One of Raul Bloodworth’s stories makes it to publication. The editor on the phone tells the CSM that he’ll have to relinquish some control, and the CSM eagerly accepts the terms. He buys the magazine the day it hits the stands and finds the magazine to be trashy and his story to be changed. He sits dejected on a park bench and delivers a monologue that begins, “Life is like a box of chocolates a cheap, thoughtless, perfunctory gift that nobody ever asks for.” Mr. Bloodworth, it seems, does not shy from cliché or self-loathing.

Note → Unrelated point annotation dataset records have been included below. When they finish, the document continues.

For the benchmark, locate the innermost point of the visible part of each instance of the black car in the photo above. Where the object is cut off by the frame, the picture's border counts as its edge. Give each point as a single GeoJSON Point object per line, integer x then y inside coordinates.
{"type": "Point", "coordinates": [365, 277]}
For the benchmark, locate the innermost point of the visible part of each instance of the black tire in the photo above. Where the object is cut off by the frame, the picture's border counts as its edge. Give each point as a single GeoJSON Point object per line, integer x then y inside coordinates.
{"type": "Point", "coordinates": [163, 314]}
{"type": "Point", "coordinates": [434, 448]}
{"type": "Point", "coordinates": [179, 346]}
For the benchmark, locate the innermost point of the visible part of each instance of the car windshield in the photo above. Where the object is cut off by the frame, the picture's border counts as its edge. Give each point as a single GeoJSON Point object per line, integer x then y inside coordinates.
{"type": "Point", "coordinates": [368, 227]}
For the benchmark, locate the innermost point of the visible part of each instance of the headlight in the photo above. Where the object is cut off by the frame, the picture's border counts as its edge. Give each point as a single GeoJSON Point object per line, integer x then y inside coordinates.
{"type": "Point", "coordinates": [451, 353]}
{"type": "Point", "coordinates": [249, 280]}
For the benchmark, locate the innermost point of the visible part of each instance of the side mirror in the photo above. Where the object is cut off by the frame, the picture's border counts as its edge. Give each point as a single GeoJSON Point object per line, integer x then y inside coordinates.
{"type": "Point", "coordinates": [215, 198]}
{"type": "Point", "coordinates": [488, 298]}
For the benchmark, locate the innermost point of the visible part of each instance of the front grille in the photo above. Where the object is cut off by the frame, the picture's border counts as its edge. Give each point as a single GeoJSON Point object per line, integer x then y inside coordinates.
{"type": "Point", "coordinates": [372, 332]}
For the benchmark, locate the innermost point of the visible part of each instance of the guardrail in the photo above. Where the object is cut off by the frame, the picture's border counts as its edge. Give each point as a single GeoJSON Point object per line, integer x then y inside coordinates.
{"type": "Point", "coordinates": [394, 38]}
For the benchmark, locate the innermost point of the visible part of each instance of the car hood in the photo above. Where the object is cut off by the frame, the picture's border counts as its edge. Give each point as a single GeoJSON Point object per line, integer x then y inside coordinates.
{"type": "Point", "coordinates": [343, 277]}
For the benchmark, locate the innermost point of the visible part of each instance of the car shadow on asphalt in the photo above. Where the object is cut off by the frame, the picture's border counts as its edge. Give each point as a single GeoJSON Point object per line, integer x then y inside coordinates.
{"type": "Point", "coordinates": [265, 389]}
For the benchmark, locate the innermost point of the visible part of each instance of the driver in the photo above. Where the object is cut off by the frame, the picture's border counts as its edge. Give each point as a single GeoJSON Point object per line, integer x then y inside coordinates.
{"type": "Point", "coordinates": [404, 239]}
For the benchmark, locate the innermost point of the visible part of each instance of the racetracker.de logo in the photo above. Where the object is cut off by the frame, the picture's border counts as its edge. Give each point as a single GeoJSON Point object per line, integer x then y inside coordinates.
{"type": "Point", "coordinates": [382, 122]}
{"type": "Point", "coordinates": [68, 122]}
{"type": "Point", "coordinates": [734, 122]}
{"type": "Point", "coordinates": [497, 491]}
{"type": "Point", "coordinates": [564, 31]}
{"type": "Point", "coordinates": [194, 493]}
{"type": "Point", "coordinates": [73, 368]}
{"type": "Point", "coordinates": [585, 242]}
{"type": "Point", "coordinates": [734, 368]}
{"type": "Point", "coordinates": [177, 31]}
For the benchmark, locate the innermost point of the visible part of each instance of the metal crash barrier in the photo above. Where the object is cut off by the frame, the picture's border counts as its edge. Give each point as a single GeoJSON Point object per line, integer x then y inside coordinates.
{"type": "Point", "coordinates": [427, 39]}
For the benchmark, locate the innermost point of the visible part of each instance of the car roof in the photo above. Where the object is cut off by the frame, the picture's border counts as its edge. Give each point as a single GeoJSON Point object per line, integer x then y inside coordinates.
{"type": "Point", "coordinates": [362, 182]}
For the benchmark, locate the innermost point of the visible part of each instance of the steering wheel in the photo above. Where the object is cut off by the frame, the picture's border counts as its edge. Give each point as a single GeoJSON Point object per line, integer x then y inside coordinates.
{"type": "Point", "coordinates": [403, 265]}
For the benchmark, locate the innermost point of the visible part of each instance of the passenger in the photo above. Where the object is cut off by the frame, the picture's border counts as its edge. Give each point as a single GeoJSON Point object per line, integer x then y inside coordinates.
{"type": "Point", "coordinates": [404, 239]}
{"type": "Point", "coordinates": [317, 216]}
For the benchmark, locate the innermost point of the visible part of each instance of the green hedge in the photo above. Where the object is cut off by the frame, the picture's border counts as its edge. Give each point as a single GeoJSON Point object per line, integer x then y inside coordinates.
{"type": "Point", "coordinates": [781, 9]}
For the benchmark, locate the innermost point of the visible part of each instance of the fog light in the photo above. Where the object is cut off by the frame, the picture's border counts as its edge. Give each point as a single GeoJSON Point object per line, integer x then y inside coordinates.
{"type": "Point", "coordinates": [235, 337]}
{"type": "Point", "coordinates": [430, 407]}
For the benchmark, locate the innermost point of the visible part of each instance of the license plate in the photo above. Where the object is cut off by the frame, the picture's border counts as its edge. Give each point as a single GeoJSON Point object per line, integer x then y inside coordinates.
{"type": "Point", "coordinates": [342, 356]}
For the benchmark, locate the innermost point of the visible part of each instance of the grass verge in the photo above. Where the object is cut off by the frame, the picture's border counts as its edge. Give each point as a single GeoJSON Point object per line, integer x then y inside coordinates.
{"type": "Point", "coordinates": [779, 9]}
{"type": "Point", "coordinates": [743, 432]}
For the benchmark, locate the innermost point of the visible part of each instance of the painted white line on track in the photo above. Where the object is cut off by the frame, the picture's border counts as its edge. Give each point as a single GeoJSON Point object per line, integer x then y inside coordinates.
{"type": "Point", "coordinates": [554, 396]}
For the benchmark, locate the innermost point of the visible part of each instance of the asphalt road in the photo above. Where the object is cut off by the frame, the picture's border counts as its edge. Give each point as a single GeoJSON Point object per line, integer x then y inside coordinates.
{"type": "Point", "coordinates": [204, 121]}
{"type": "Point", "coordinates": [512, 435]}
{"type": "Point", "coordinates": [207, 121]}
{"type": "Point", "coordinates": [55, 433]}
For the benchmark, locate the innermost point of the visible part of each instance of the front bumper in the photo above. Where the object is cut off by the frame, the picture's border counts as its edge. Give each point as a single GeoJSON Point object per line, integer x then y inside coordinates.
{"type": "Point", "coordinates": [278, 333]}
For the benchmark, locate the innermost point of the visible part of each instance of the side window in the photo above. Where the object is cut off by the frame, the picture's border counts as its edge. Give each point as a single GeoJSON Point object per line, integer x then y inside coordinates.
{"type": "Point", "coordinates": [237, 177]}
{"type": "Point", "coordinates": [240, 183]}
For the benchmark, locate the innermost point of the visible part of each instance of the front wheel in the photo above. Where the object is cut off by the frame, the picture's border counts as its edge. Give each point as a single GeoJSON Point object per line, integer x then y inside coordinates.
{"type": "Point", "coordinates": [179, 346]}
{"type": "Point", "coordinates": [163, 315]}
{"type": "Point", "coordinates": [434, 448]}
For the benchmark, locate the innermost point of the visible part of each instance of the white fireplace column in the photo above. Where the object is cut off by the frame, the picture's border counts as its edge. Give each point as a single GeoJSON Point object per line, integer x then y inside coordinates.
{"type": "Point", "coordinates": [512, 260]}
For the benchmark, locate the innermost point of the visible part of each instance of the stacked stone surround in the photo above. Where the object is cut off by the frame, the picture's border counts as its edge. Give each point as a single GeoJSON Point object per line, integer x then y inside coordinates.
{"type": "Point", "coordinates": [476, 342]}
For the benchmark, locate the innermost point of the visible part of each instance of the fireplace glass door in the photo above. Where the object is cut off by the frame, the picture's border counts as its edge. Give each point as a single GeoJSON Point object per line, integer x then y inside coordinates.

At the end of the episode, Frohike admits that most of his findings are “based only on a story [he] read in one of [his] weekly subscriptions that rang a bell”; the CSM puts the chatty Lone Gunman in his crosshairs and then declines to kill him. Either because he is a very powerful man or a very weak one, or perhaps they’re one and the same. You could argue that it weakens our villain, to show him like this, but the episode is careful. It raises doubts and does not deliver answers. If there’s canon in here it’s scattered, and we know better. To not take the CSM seriously—even after he’s gone and got maudlin on a park bench—would be a mistake. He has, after all, seen presidents die.